Я замешкался, пытаясь понять, как лучше вести себя в этой ситуации. Внутренний голос подсказывал, что нужно сохранить спокойствие и позволить ей делать свою работу, но я заупрямился.

– Камилла, не беспокойся, я справлюсь сам, – сказал я, стараясь говорить уверенно, но вежливо.

Она удивлённо подняла брови, видимо, не ожидая такого заявления от десятилетнего мальчика, но всё же отступила. Я попытался переодеться и понял, что на своем низком уровне этот сложный квест запорю: одежда была непривычной, подштанники имели завязки, тугие застёжки вырывались из маленьких пальцев. А сантехникой были тазик и кувшин с водой. Поглядев на мои усилия, Камилла со снисходительной улыбкой ненавязчиво мне помогла. Наконец, я был отмыт и одет в чистое. На этом меня оставили в покое.

Оставшись в одиночестве, я постарался привести свои мысли в порядок и подумать, как жить в новой реальности. Лучше бы даже не пытался. Память отбрасывала меня то на грань небытия, где я собирал себя, как пазл, по кусочкам, то на ледяную арену, то еще хуже – на пыльную лестницу бывшего дома, где кричали люди, чьи голоса сливались в непрерывный вопль ужаса, и где я встретился лбом с изломанным бетоном. А если я вытаскивал себя из мысленного кошмара, то немедленно начинал думать о жене с родителями, и все убеждал себя, что они выжили. Что мне ещё оставалось – только надеяться.

Когда Камилла вернулась и вырвала меня из калейдоскопа воспоминаний, я был готов ее расцеловать.

– Молодого синьора приглашают к трапезе, – сказала она.

С трудом поднявшись с кровати, я с облегчением проследовал за ней в обеденный зал, оставляя позади болезненные мысли.

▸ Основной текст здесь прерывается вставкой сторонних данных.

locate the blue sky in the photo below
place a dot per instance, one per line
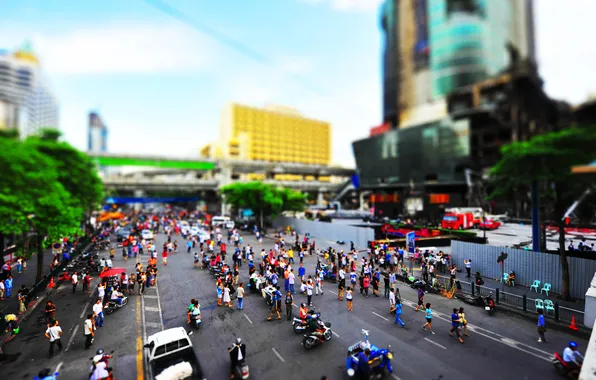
(160, 84)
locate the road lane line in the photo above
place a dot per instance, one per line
(74, 333)
(84, 310)
(508, 342)
(435, 343)
(278, 355)
(380, 316)
(159, 305)
(141, 337)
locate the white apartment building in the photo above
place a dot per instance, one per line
(26, 101)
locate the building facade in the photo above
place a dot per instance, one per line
(97, 140)
(26, 100)
(433, 47)
(274, 134)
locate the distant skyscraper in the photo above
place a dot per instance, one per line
(26, 101)
(98, 134)
(433, 47)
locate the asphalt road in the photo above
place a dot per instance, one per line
(499, 347)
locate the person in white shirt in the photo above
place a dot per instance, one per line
(53, 333)
(98, 313)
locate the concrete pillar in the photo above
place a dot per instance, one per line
(138, 194)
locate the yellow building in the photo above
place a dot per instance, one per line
(275, 134)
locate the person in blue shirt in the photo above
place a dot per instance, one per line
(573, 359)
(541, 327)
(455, 322)
(363, 370)
(398, 312)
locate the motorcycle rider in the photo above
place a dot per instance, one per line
(573, 359)
(237, 354)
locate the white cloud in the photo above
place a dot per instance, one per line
(348, 5)
(123, 48)
(566, 57)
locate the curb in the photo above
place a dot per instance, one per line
(30, 309)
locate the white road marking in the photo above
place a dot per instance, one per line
(84, 310)
(499, 338)
(278, 355)
(74, 333)
(435, 343)
(380, 316)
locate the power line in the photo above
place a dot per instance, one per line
(235, 44)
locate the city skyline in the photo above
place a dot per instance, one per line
(151, 73)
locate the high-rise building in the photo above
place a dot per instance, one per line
(433, 47)
(26, 101)
(97, 134)
(275, 134)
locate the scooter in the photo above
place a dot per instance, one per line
(311, 340)
(241, 370)
(490, 304)
(112, 305)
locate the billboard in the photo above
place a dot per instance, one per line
(434, 151)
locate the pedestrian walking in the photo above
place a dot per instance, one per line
(398, 313)
(98, 313)
(53, 333)
(75, 282)
(468, 264)
(429, 318)
(541, 327)
(89, 331)
(349, 298)
(455, 325)
(289, 302)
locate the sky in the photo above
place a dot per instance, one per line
(160, 84)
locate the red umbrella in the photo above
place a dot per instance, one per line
(112, 272)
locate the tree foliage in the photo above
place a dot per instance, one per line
(263, 199)
(76, 171)
(546, 160)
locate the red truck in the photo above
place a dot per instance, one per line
(459, 221)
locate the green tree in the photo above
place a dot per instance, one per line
(547, 160)
(76, 171)
(263, 199)
(33, 200)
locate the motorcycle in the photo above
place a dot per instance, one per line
(311, 340)
(113, 305)
(380, 358)
(490, 304)
(561, 367)
(300, 326)
(241, 370)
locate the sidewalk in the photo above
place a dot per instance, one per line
(27, 278)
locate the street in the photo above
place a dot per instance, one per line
(498, 347)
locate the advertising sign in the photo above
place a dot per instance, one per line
(411, 241)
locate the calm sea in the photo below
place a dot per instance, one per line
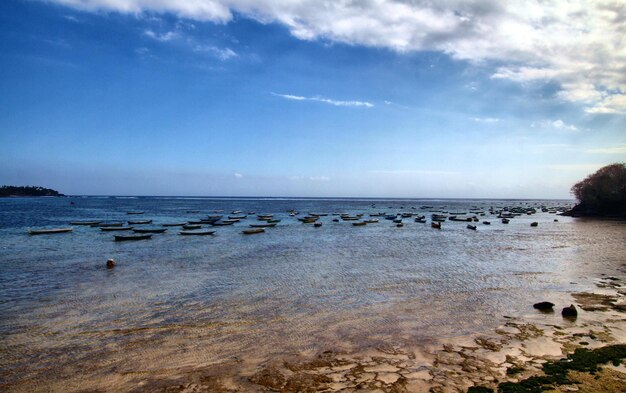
(296, 288)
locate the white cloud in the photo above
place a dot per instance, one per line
(319, 178)
(326, 100)
(221, 53)
(310, 178)
(579, 44)
(413, 172)
(164, 37)
(485, 119)
(609, 150)
(554, 124)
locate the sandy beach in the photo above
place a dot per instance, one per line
(515, 351)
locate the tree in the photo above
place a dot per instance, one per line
(602, 193)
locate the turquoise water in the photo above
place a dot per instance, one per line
(203, 300)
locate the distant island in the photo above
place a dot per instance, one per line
(17, 191)
(602, 194)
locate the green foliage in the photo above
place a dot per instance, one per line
(6, 191)
(603, 192)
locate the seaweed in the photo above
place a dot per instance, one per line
(556, 372)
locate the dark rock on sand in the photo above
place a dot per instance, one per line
(270, 377)
(305, 382)
(569, 312)
(544, 306)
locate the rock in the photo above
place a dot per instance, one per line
(544, 306)
(569, 312)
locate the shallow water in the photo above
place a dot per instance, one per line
(176, 301)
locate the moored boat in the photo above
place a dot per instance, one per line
(110, 229)
(140, 222)
(108, 224)
(253, 231)
(174, 224)
(85, 222)
(196, 233)
(119, 238)
(49, 231)
(262, 225)
(149, 230)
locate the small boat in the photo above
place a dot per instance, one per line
(49, 231)
(119, 238)
(197, 233)
(85, 222)
(174, 224)
(262, 225)
(222, 223)
(149, 230)
(109, 229)
(253, 231)
(141, 222)
(109, 224)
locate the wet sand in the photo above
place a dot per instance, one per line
(514, 351)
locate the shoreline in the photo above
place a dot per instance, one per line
(514, 351)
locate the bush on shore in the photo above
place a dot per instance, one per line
(602, 193)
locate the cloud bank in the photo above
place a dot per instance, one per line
(579, 44)
(326, 100)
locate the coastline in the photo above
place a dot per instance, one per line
(514, 351)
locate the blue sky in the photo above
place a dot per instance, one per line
(292, 98)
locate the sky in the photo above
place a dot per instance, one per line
(371, 98)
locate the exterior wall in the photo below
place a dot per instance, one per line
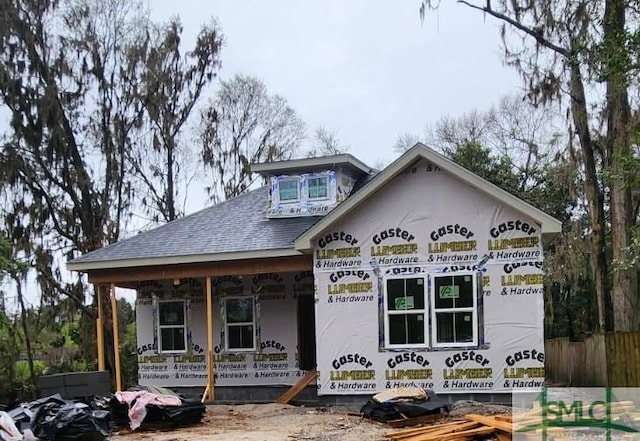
(405, 229)
(273, 364)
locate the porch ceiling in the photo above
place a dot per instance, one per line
(128, 277)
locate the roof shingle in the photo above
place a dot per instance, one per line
(236, 225)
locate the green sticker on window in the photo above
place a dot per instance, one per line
(449, 292)
(404, 303)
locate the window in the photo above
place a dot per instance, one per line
(445, 316)
(172, 332)
(405, 313)
(317, 187)
(454, 313)
(288, 190)
(240, 323)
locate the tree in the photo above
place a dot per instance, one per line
(171, 85)
(566, 49)
(71, 78)
(242, 125)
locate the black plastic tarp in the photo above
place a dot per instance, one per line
(56, 419)
(404, 407)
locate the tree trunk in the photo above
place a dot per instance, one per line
(595, 199)
(27, 335)
(623, 292)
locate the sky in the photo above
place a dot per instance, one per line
(368, 70)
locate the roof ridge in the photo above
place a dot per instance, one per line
(170, 223)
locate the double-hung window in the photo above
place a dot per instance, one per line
(406, 313)
(289, 190)
(431, 311)
(454, 314)
(240, 323)
(172, 326)
(317, 187)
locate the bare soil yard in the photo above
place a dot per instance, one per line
(268, 422)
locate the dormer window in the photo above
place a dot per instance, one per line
(288, 189)
(317, 187)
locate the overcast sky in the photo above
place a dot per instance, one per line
(370, 70)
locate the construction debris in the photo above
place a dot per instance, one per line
(470, 427)
(403, 404)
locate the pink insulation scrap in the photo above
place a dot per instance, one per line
(140, 400)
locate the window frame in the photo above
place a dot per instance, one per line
(288, 179)
(160, 327)
(253, 323)
(424, 311)
(326, 188)
(473, 309)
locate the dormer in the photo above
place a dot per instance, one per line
(310, 186)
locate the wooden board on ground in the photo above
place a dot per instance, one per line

Входил туда уже очень настороженным, понимая, что дворянская трапеза – это не поедание фастфуда и даже не деловые переговоры в шикарном ресторане. Ошибиться можно только один раз. Впрочем – лучше уж дворянская трапеза, чем безответные надежды.

За приличных размеров столом, заставленным богатой, как из музея, посудой, присутствовали три члена семьи будущего императора Франции. С двумя я уже был знаком – брат и мама. Переведя взгляд на явного хозяина застолья, запросил «справку». Память выдала:

«Отец Карло Мария Буонапарте, 33 года, характер истинного политика. Главные принципы: увеличение дохода семьи законным путём. Порочные связи: Паскуали Паоли, поднявший восстание за независимость Корсики».

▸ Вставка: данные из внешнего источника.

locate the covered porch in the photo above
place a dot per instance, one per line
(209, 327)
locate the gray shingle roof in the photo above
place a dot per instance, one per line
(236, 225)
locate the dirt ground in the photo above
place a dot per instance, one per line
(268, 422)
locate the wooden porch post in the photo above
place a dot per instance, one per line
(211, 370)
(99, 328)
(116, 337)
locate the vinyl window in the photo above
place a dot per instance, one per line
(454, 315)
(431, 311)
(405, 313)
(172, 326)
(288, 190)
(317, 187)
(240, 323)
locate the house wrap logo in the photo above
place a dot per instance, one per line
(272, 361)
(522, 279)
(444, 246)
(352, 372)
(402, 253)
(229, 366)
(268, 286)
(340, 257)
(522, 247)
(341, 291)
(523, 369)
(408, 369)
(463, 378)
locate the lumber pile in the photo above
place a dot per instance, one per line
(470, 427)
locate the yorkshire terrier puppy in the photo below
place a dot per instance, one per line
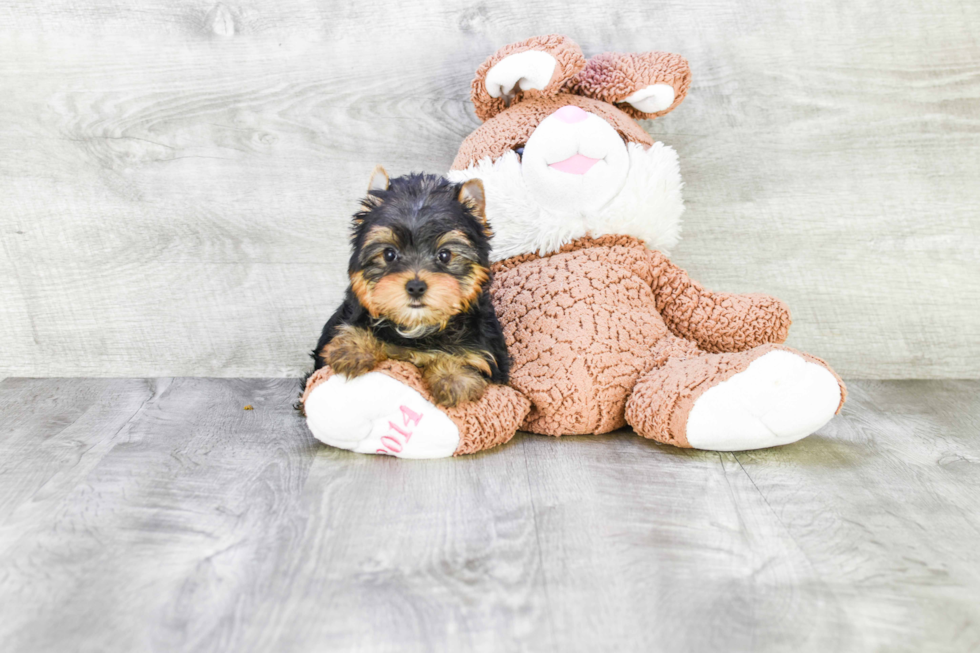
(419, 288)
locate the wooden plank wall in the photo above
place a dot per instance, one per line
(175, 177)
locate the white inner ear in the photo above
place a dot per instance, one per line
(653, 98)
(531, 69)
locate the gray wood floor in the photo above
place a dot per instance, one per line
(140, 515)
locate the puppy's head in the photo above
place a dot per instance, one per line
(421, 250)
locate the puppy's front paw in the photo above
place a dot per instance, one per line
(353, 352)
(452, 388)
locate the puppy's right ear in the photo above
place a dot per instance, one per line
(379, 179)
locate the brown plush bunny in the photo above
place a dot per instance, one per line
(603, 329)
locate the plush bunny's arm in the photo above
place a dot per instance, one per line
(717, 322)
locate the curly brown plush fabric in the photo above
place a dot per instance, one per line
(565, 51)
(483, 424)
(662, 400)
(613, 76)
(584, 324)
(510, 129)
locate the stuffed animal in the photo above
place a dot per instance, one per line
(603, 330)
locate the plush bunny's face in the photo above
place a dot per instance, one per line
(566, 158)
(574, 159)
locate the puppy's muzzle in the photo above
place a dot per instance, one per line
(416, 288)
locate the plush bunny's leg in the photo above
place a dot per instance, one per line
(763, 397)
(389, 411)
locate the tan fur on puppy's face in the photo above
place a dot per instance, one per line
(446, 296)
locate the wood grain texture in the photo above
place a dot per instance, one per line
(176, 178)
(158, 515)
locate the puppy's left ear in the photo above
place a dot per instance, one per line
(379, 179)
(472, 195)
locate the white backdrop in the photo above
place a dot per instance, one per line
(176, 177)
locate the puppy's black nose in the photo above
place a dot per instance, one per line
(416, 288)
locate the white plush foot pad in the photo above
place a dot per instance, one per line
(374, 413)
(779, 398)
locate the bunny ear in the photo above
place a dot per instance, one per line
(644, 85)
(538, 66)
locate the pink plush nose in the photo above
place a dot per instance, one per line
(571, 114)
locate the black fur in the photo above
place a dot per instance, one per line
(420, 209)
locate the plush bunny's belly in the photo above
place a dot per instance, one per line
(581, 327)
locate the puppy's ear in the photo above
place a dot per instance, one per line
(472, 195)
(379, 179)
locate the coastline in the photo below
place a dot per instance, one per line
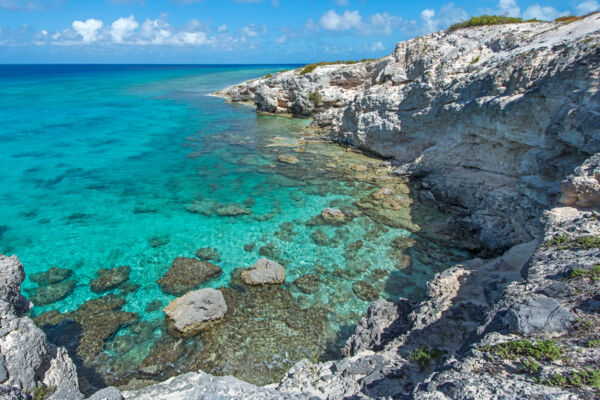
(453, 343)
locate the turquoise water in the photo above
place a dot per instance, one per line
(100, 163)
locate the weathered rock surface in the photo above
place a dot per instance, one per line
(187, 274)
(28, 359)
(264, 272)
(109, 279)
(195, 311)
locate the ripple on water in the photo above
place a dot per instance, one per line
(171, 174)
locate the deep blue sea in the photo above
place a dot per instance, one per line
(104, 166)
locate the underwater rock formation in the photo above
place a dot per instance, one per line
(187, 274)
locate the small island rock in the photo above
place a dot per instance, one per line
(194, 312)
(264, 271)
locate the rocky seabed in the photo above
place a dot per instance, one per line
(501, 124)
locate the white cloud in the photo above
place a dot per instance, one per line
(544, 13)
(333, 21)
(122, 28)
(89, 30)
(587, 7)
(509, 8)
(448, 14)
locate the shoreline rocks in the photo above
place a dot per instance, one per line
(194, 312)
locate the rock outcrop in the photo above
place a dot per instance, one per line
(195, 311)
(490, 119)
(27, 359)
(264, 272)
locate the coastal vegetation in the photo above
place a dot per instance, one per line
(311, 67)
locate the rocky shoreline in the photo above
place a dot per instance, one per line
(499, 124)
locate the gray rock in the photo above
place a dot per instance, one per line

Он был одет в аккуратный, но не слишком броский камзол тёмно-синего цвета. Обладал выразительным лицом, с чёткими скулами, прямым носом и чуть насмешливой улыбкой, как у человека, который привык к сложным переговорам и умеет скрывать чувства. Тёмные волосы, уложенные с лёгкой небрежностью, добавляли ему обаяния. Его тёмные глаза смотрели внимательно и изучающе, словно он постоянно анализировал происходящее даже в своей семье.

Обозначив поклон присутствующим, я занял свободный стул и с облегчением увидел знакомые приборы – нож и вилку. К счастью, приборов было не десять.

Отец, перекрестившись, начал читать молитву: «Очи всех уповают на Тебя, Господи, и Ты даёшь им пищу их в своё время…» Все молились вместе с ним.

В своё время я считал себя верующим, посещал церковь, иногда исповедовался и причащался, знал несколько молитв. И даже спрашивал у батюшки благословения на работу в игровой индустрии. Но та церковь была православной, а здесь – католическая. Хорошо, что тело вспомнило выработанную за десять лет моторику, и я положил крест слева направо. А вот молитва в памяти всплывать не захотела. Сложив в молитвенной позе руки, я зашевелил губами, делая вид, что молюсь про себя.